Repeat interns like Ashley are common, and Keim says she expects that to continue as the firm encourages interns to try out different practice groups. If someone works with the tax team in the spring, for example, BerryDunn might suggest a summer rotation with the audit team.

Professional headshot of a woman in pink blazer.
Photo / Courtesy of BerryDunn
Bethany Ashley at BerryDunn

Ashley, recently promoted to senior auditor in the commercial practice group, also helps with intern training and eventually hopes to take on more mentoring and teaching responsibilities.

“We understand they haven’t had real-world experience,” Ashley says, “so we aim to teach them as much as we can.”

Nonantum’s learning curve

It’s not just professional services firms that are expanding internship programs, but also businesses in the staff-challenged hospitality sector.

In Kennebunkport, the family-owned Nonantum Resort has gone from hosting one student intern in 2021 to seven this year, six of whom majored in subjects other than hospitality.

“We had one intern who was a business major with an interest in sustainability,” says Don Golini, Nonantum’s director of student employment programs. “That got us to thinking that maybe we were limiting ourselves by limiting the program only to hospitality majors. There are a lot of people in other disciplines who could benefit from learning a lot of soft business skills, and this would be the place to do it.”

Through a rotation program, interns are introduced to all parts of the business.

“One of the nice things about hospitality is that everything is interconnected,” Golini says. “If you’re working at the front desk and need to check guests in early, you need to check with housekeeping. If we have an event, you need to make sure that food and beverage is aware.”

Izaiah Stackpole, a 2023 Southern Maine Community College graduate interning at the resort this summer, hopes to work in events someday. The 22-year-old started his rotation on front-desk night duty and says he looks forward to working in other departments.

“Next week it’s housekeeping, and then I get two weeks in events — that’s what I really want to do,” he says. “Being in every department will help me know if I want to own a hotel one day.”

Former interns working at the resort include Marilyn Navarro, a former SMCC hospitality major on daytime front-desk duty.
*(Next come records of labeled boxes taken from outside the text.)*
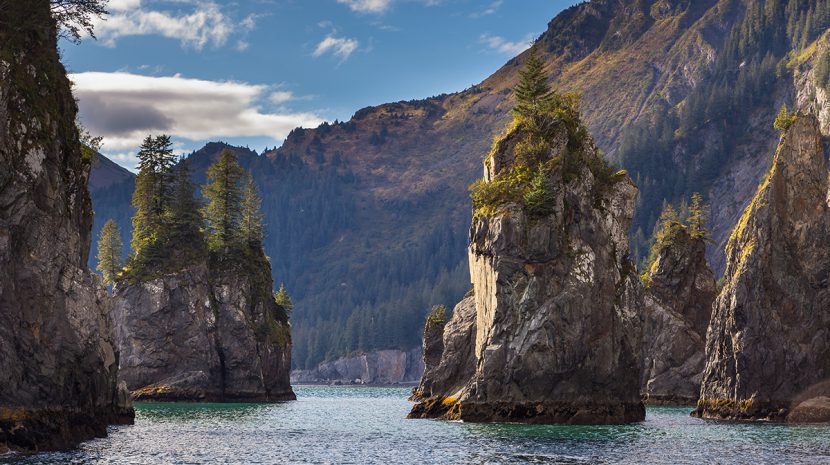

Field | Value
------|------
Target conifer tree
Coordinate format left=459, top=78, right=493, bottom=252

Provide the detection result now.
left=689, top=192, right=709, bottom=238
left=274, top=283, right=294, bottom=312
left=169, top=157, right=204, bottom=247
left=97, top=219, right=123, bottom=284
left=513, top=45, right=555, bottom=118
left=132, top=135, right=176, bottom=255
left=240, top=174, right=265, bottom=249
left=203, top=149, right=245, bottom=252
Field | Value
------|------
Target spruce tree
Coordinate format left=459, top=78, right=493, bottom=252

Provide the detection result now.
left=97, top=219, right=123, bottom=284
left=240, top=174, right=265, bottom=250
left=274, top=283, right=294, bottom=312
left=513, top=45, right=555, bottom=118
left=132, top=135, right=176, bottom=259
left=202, top=149, right=245, bottom=252
left=168, top=157, right=204, bottom=248
left=689, top=192, right=709, bottom=239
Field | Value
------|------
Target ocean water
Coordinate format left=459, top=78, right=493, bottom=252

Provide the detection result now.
left=0, top=387, right=830, bottom=465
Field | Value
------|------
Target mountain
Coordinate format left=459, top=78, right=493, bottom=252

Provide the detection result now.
left=86, top=0, right=830, bottom=367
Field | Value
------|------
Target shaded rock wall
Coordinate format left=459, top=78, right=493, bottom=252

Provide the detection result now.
left=0, top=0, right=133, bottom=452
left=641, top=225, right=717, bottom=404
left=696, top=116, right=830, bottom=421
left=410, top=117, right=645, bottom=423
left=114, top=256, right=295, bottom=402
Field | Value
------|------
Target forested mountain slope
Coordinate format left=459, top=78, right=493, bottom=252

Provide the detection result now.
left=93, top=0, right=830, bottom=367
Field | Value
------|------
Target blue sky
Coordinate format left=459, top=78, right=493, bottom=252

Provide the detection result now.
left=62, top=0, right=577, bottom=168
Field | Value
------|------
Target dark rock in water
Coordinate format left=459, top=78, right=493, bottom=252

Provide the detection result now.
left=410, top=109, right=645, bottom=424
left=291, top=348, right=424, bottom=385
left=642, top=224, right=717, bottom=404
left=114, top=252, right=295, bottom=402
left=695, top=116, right=830, bottom=421
left=0, top=0, right=133, bottom=451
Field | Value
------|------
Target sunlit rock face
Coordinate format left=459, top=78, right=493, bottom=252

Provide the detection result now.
left=0, top=0, right=133, bottom=452
left=641, top=226, right=717, bottom=404
left=410, top=113, right=645, bottom=424
left=696, top=116, right=830, bottom=421
left=113, top=257, right=295, bottom=402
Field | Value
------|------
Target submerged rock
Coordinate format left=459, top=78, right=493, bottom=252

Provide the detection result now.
left=410, top=109, right=645, bottom=423
left=0, top=0, right=133, bottom=453
left=642, top=224, right=717, bottom=404
left=114, top=252, right=295, bottom=402
left=695, top=116, right=830, bottom=421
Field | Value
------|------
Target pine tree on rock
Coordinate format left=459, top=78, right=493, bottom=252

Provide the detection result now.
left=274, top=283, right=294, bottom=312
left=688, top=192, right=709, bottom=239
left=132, top=135, right=176, bottom=260
left=168, top=158, right=205, bottom=251
left=240, top=174, right=265, bottom=250
left=513, top=45, right=555, bottom=118
left=97, top=219, right=123, bottom=284
left=203, top=149, right=245, bottom=253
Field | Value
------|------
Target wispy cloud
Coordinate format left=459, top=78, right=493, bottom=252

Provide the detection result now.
left=337, top=0, right=392, bottom=13
left=470, top=0, right=504, bottom=18
left=95, top=0, right=256, bottom=50
left=479, top=34, right=533, bottom=56
left=312, top=34, right=360, bottom=61
left=70, top=72, right=322, bottom=167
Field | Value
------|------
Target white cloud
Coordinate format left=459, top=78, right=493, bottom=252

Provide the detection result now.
left=337, top=0, right=392, bottom=13
left=95, top=0, right=242, bottom=50
left=479, top=34, right=533, bottom=56
left=70, top=72, right=322, bottom=166
left=312, top=35, right=360, bottom=61
left=470, top=0, right=504, bottom=18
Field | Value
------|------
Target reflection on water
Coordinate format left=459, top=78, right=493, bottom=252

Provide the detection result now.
left=0, top=387, right=830, bottom=465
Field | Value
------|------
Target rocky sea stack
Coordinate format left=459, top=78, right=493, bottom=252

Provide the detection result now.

While the 35-year-old has paused her studies due to her mother’s death, she looks forward to a long career in hospitality.

“I hope to secure something in food and beverage management until someday in the distant future my husband and I open our own pub-style restaurant … hopefully,” she says.

Two men standing in front of hotel.
Photo / Tim Greenway
Izaiah Stackpole (right), a recent graduate of Southern Maine Community College, is interning at Nonantum Resort in Kennebunkport this summer. Don Golini (left) is director of student employment programs at the Nonantum Resort.